Again, maybe we discuss more on the other email, but I don't get what 
you're suggesting here.

> instead of calling a
> function directly in a specific provider.

Again, it could loop over all providers, simply calling an update 
function for any provider that supplies one.
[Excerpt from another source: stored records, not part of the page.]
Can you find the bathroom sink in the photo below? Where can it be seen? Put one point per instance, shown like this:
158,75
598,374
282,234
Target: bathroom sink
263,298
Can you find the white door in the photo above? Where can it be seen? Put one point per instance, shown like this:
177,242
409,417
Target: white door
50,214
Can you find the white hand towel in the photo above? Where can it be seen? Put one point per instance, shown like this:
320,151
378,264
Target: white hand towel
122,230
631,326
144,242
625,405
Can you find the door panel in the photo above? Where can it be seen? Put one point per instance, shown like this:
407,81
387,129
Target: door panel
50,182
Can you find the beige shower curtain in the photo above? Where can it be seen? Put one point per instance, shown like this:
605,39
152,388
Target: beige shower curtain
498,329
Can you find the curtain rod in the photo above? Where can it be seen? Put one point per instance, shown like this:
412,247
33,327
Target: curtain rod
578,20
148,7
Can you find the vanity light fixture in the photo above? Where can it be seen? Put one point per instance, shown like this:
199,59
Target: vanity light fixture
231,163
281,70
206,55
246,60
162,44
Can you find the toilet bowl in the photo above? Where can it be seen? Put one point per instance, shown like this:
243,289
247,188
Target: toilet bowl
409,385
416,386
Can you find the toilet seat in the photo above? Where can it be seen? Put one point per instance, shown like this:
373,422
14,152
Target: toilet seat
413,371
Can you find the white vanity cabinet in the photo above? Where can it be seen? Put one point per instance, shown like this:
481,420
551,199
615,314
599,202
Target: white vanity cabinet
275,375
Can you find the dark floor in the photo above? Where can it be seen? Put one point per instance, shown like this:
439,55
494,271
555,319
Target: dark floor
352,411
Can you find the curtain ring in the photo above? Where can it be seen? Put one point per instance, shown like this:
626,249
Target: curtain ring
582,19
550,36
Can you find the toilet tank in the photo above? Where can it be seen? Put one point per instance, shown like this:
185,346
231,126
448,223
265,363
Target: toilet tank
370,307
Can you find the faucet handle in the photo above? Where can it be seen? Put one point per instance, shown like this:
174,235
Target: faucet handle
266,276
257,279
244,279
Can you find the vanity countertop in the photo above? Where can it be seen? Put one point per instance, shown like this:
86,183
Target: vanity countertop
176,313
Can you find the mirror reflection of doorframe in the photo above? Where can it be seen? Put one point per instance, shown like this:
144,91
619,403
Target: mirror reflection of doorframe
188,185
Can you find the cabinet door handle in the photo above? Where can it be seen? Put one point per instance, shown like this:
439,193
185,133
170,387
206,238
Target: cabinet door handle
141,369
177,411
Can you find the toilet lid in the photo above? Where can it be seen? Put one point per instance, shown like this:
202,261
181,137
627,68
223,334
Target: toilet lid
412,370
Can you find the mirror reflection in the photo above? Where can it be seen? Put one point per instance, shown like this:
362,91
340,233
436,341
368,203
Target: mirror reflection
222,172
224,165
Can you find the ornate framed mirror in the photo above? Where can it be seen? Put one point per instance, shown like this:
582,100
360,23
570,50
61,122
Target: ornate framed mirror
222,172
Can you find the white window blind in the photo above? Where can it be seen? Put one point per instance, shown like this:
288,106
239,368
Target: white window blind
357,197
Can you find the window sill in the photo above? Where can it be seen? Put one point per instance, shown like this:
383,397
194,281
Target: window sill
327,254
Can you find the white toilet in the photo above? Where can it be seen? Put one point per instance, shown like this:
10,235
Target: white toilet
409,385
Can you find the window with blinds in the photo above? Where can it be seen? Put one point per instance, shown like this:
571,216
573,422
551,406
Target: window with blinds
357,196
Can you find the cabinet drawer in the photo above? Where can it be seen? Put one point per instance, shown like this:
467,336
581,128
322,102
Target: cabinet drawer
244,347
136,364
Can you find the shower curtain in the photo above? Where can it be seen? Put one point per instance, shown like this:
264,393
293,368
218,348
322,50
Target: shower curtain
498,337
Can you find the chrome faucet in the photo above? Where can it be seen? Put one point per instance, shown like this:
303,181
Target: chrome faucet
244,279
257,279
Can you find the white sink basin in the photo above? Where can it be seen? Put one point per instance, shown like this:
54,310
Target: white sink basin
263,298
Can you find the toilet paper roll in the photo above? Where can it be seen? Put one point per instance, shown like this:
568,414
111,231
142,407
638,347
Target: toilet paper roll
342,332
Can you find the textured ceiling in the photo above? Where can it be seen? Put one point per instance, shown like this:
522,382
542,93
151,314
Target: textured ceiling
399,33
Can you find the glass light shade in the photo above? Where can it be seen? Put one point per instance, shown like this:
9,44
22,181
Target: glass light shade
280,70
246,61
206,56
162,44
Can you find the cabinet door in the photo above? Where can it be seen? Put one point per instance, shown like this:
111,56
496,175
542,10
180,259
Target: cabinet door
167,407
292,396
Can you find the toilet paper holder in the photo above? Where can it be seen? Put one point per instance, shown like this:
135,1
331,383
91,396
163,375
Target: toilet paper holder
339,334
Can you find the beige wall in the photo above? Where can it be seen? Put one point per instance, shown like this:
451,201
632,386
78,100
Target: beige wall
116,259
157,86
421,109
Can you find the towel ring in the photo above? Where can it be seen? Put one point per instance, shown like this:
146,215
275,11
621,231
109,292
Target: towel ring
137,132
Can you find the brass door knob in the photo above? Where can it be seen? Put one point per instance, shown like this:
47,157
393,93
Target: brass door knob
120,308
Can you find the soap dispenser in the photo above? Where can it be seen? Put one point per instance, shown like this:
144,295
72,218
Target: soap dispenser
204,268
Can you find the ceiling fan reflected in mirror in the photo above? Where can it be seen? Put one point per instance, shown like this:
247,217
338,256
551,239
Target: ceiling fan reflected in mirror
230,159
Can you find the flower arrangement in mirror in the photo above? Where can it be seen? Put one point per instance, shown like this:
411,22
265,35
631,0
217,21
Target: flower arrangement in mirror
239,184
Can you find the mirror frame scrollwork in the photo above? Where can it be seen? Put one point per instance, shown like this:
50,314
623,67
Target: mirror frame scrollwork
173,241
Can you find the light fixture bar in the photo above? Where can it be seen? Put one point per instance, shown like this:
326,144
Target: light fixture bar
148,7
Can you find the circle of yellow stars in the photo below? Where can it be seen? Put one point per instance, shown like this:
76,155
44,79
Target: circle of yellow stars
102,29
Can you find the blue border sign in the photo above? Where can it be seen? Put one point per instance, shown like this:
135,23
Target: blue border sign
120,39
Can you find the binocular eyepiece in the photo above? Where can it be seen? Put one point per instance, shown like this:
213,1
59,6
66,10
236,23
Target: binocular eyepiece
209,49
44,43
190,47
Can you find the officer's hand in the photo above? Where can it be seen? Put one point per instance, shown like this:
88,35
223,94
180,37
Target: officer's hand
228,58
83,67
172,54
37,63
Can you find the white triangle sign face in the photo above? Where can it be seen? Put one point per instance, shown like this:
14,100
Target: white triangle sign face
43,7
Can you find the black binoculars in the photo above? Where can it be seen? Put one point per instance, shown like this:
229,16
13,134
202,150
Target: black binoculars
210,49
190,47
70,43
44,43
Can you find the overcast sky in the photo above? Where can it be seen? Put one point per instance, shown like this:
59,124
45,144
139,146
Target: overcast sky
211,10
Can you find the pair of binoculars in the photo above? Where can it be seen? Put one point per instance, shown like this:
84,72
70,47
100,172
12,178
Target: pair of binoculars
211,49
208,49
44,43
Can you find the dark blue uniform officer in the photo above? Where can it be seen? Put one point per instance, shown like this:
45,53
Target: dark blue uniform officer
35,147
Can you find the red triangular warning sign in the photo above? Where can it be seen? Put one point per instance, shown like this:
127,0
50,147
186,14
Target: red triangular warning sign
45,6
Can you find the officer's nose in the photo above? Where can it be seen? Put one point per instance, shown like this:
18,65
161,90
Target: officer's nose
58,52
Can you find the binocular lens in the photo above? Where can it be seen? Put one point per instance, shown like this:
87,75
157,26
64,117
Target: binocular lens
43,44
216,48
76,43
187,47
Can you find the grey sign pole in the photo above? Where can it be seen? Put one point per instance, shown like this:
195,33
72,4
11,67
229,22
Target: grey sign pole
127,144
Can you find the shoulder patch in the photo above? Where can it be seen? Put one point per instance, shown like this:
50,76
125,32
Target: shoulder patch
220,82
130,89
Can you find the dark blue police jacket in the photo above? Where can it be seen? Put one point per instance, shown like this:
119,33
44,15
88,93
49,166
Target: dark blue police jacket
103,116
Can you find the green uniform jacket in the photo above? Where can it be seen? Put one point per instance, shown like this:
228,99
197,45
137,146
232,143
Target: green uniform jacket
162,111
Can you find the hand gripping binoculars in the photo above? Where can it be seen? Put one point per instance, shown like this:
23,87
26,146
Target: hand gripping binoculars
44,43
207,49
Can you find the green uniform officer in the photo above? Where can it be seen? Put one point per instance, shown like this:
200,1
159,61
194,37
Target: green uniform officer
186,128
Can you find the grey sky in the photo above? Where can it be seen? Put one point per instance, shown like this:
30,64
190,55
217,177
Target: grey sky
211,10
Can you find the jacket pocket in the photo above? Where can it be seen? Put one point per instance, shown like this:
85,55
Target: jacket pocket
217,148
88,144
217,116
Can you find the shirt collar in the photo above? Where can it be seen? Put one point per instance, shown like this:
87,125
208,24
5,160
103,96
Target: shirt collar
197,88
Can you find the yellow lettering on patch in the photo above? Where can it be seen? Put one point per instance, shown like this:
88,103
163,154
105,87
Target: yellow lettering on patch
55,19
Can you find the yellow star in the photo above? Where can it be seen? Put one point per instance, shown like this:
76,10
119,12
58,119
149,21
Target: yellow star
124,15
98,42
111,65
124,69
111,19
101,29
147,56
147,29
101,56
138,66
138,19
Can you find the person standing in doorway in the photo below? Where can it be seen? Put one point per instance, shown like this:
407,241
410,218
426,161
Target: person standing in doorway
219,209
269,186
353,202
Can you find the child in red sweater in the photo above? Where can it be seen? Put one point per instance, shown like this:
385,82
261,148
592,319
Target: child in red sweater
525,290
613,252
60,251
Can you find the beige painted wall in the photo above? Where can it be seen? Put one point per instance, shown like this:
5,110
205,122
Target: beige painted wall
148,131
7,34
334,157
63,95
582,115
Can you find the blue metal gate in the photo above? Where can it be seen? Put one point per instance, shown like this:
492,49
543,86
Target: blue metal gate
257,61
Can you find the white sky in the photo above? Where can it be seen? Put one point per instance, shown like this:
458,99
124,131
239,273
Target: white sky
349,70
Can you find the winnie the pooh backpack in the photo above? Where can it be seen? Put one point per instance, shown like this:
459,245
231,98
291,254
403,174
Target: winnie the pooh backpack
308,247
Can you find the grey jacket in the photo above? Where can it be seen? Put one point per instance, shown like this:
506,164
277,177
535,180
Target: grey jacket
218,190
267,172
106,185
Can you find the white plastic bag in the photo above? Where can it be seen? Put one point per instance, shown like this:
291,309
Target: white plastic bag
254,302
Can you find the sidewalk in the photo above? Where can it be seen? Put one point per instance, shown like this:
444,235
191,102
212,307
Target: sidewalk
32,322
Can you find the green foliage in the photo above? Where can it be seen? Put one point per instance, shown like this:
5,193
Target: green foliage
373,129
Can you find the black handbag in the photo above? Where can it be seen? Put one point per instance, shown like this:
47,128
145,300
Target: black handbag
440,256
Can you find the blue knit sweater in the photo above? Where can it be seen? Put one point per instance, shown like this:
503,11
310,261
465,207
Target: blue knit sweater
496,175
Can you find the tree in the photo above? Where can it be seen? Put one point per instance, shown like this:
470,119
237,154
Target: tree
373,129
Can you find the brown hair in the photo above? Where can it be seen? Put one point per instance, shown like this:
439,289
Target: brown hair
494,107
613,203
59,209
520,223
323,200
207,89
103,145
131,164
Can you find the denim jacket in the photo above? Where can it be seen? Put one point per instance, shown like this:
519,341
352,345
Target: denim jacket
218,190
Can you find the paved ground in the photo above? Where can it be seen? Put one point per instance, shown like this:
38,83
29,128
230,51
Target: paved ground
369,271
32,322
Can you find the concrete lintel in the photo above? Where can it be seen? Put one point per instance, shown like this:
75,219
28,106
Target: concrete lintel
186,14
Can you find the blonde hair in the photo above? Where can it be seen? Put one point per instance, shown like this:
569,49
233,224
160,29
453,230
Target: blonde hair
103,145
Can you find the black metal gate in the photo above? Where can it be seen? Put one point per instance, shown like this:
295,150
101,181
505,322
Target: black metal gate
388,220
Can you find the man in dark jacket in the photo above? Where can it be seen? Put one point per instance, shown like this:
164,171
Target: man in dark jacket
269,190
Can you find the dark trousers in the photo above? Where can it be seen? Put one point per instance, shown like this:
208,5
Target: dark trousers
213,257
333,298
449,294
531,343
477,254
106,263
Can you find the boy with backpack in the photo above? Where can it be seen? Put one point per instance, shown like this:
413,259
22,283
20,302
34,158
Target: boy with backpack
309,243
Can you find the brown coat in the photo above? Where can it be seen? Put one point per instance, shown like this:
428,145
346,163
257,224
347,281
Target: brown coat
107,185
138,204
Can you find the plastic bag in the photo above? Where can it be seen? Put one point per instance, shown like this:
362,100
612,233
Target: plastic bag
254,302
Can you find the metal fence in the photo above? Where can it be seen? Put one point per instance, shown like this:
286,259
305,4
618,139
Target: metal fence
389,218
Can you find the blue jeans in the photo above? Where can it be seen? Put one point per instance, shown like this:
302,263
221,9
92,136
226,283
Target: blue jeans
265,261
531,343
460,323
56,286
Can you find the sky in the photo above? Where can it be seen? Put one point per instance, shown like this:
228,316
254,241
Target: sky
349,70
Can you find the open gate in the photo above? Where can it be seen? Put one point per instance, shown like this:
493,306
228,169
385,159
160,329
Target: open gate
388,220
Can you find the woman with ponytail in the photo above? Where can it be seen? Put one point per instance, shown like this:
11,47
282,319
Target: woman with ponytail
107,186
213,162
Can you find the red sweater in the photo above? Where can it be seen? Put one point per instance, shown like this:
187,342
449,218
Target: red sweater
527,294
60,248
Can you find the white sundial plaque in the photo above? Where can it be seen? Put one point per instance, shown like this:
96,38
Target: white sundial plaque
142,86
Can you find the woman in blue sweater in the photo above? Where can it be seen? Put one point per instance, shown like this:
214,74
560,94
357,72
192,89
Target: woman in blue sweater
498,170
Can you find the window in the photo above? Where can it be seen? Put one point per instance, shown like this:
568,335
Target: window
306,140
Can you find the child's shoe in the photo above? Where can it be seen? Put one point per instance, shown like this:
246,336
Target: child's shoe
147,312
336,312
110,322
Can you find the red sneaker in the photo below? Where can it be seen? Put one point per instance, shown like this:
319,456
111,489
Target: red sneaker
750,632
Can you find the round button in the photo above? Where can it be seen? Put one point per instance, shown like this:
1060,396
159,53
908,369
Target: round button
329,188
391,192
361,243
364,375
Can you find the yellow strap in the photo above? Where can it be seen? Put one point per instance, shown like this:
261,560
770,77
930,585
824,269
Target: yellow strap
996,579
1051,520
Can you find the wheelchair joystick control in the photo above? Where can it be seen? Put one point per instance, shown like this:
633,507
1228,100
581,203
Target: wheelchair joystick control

> Still thinking about a better name
> for the callback though.  Perhaps dt_usdt->rematch() or something like that?
> Or dt_usdt->matchall()?  One of those was used in the original DTrace code
> base as far as I recall.

I guess it depends on how we think of what's going on here and how that 
will generalize.  My thought was that, unless we have some event-driven, 
dtprobed, inotify() saying when the function should be called, we simply 
want to be called "periodically" and that other providers might someday 
want to do the same...  for purposes rather unlike what USDT wants this 
for.  So, that why I chose a name that was very generic, assuming only 
that the function would be called "periodically."